Reprise difficile comme partout

Après de longues semaines de fermeture, la reprise post-confinement est, comme partout, difficile. Une des employées habituellement chargée de l’entretien de la vaisselle a été placée en chômage partiel, tandis que le restaurant tourne actuellement, outre Nadine et Pascal, avec un apprenti en cuisine et une serveuse à temps partiel. Il faudra sans doute un peu de temps pour retrouver le rythme de croisière d’avant la Covid-19.

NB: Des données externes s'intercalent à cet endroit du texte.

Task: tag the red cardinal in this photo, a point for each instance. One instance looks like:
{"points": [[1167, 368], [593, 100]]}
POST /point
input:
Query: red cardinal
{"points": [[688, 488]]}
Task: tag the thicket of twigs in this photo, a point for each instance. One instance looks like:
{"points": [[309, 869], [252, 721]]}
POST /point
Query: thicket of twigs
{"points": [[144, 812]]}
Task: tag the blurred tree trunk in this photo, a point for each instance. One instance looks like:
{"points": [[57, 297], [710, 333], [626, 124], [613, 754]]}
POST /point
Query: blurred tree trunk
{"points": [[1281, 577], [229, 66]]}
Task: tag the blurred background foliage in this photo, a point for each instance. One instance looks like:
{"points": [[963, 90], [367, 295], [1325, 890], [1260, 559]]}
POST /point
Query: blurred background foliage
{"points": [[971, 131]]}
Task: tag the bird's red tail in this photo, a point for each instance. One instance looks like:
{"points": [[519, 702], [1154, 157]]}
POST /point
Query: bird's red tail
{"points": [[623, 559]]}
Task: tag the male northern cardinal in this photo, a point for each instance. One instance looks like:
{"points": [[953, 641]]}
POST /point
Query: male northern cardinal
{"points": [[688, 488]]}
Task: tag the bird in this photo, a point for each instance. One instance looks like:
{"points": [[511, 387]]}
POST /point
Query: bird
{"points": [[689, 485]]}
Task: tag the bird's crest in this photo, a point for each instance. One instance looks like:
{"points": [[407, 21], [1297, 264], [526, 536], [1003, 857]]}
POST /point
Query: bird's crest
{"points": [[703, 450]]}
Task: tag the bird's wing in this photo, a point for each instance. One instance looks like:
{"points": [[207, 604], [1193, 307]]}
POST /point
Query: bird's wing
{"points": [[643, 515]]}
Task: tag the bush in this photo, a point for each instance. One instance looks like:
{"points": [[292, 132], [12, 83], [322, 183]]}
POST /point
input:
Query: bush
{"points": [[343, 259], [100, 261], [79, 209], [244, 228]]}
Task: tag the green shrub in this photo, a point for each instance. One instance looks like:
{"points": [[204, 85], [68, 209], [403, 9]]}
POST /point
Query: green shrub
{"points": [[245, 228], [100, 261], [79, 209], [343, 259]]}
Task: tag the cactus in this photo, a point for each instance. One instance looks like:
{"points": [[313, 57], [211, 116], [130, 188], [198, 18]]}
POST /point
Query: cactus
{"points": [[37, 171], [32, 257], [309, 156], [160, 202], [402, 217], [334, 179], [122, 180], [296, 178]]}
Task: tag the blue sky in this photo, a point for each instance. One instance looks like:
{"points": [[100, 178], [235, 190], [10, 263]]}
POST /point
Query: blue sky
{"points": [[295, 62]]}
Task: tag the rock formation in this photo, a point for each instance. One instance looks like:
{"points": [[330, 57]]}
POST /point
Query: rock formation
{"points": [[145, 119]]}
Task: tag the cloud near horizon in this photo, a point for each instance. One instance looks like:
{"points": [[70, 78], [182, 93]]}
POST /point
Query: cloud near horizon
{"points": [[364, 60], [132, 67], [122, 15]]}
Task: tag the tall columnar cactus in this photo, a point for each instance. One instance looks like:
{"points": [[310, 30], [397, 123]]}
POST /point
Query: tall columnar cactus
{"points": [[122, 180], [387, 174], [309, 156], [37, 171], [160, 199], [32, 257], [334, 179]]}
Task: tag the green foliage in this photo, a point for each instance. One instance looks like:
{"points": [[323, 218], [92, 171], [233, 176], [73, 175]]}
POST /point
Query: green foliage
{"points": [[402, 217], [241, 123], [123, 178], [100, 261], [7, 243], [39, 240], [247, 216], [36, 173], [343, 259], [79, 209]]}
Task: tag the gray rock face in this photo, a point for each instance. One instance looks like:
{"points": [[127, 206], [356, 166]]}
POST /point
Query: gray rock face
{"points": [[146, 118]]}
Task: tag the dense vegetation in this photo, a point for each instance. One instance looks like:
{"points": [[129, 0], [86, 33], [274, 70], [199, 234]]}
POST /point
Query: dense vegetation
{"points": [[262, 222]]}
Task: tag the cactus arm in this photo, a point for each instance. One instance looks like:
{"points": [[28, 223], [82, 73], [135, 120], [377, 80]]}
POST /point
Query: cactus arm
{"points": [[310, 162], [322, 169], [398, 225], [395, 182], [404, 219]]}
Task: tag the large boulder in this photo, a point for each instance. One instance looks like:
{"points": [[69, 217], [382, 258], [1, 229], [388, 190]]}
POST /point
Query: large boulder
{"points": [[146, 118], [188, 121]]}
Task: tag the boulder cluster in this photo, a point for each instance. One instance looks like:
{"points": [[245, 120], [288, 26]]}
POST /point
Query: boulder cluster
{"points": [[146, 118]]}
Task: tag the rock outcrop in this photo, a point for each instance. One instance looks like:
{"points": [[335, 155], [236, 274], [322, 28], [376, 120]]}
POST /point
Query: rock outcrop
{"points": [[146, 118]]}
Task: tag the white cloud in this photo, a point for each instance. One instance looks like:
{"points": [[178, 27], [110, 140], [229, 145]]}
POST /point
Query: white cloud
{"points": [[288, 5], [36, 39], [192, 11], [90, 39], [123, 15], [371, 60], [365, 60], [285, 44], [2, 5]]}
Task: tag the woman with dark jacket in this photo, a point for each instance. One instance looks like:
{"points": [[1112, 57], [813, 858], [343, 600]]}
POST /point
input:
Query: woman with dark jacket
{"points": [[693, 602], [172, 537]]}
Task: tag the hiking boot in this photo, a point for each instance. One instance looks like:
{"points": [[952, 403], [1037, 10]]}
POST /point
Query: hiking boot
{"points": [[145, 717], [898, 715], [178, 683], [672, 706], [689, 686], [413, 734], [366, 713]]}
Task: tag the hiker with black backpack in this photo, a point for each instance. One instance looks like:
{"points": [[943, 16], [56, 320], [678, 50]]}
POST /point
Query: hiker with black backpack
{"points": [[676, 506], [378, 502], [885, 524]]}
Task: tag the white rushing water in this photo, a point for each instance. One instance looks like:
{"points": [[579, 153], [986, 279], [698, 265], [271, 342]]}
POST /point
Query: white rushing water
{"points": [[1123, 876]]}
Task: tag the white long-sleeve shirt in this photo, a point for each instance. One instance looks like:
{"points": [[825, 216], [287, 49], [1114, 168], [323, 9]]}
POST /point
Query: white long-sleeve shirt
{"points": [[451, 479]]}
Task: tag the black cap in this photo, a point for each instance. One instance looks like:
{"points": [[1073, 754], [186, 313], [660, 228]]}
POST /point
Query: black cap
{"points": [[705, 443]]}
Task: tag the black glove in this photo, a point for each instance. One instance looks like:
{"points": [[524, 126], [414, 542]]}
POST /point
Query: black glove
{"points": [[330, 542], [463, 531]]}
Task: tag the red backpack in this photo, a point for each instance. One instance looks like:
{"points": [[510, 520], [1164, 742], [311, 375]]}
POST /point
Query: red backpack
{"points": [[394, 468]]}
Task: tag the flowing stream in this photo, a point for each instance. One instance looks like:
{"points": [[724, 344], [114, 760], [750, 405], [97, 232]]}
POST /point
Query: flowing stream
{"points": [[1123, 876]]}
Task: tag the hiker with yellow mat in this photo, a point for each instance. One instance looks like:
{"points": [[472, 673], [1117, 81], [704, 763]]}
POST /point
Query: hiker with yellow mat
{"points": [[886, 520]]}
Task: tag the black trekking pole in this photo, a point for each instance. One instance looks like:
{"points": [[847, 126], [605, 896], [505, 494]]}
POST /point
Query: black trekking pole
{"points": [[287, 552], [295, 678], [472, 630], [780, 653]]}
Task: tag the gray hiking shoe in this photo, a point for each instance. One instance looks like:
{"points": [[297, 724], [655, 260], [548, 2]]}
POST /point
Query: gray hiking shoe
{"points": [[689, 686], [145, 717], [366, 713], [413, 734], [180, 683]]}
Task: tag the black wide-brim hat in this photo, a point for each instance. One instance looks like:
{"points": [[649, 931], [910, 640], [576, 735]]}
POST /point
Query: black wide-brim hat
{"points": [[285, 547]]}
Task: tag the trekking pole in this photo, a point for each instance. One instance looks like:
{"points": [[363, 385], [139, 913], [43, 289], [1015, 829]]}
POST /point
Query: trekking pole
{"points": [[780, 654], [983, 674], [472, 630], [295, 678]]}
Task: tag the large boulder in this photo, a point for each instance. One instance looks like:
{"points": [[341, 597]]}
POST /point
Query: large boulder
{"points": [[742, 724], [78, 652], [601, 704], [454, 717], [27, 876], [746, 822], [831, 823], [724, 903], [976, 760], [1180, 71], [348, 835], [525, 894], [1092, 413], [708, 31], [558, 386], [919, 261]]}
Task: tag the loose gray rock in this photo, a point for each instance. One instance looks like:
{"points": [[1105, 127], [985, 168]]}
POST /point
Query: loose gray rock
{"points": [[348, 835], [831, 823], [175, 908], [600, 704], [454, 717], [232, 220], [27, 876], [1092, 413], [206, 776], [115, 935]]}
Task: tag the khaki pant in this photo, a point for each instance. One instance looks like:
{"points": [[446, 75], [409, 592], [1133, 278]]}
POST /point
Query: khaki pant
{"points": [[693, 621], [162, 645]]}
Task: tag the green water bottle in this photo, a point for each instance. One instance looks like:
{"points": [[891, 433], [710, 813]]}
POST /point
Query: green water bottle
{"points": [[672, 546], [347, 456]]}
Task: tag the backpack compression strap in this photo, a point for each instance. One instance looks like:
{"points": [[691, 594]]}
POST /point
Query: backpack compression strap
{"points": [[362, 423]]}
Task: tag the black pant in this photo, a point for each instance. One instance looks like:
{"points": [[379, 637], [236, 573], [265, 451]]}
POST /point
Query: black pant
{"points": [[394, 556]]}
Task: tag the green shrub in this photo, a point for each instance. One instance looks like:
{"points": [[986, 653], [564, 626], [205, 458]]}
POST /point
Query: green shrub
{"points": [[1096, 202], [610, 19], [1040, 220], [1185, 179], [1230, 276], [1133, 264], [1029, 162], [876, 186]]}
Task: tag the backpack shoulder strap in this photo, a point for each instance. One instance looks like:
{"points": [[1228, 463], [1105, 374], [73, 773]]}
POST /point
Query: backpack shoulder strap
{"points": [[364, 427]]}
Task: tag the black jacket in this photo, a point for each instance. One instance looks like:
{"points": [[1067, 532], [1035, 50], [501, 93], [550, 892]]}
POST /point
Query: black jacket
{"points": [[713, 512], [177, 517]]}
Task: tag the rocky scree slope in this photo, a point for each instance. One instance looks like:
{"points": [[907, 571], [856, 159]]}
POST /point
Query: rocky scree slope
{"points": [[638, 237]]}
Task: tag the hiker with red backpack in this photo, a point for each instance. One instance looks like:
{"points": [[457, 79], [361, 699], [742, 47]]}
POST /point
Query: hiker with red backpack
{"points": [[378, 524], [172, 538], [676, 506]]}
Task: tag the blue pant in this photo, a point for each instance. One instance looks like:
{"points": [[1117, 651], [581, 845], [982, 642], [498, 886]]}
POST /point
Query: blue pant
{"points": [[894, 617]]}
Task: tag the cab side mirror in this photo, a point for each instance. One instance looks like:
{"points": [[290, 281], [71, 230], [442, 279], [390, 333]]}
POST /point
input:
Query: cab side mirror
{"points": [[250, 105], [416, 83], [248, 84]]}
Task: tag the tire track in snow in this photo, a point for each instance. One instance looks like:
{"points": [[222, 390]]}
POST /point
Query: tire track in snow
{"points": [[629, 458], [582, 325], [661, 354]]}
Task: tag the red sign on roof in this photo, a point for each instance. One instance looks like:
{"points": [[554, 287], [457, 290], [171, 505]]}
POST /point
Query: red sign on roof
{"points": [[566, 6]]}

Mais en attendant, la maison Barrau reste fidèle aux notions de base qui ont fait sa force : simplicité, authenticité et convivialité, que l’on retrouve également dans l’activité hôtelière (huit chambres dans les étages) ou du café-bar.

Les menus s’échelonnent de 12,50 € à 27 €, le plat du jour seul étant proposé à 10 €. L’ensemble des plats indiqués dans les menus sont disponibles à la carte.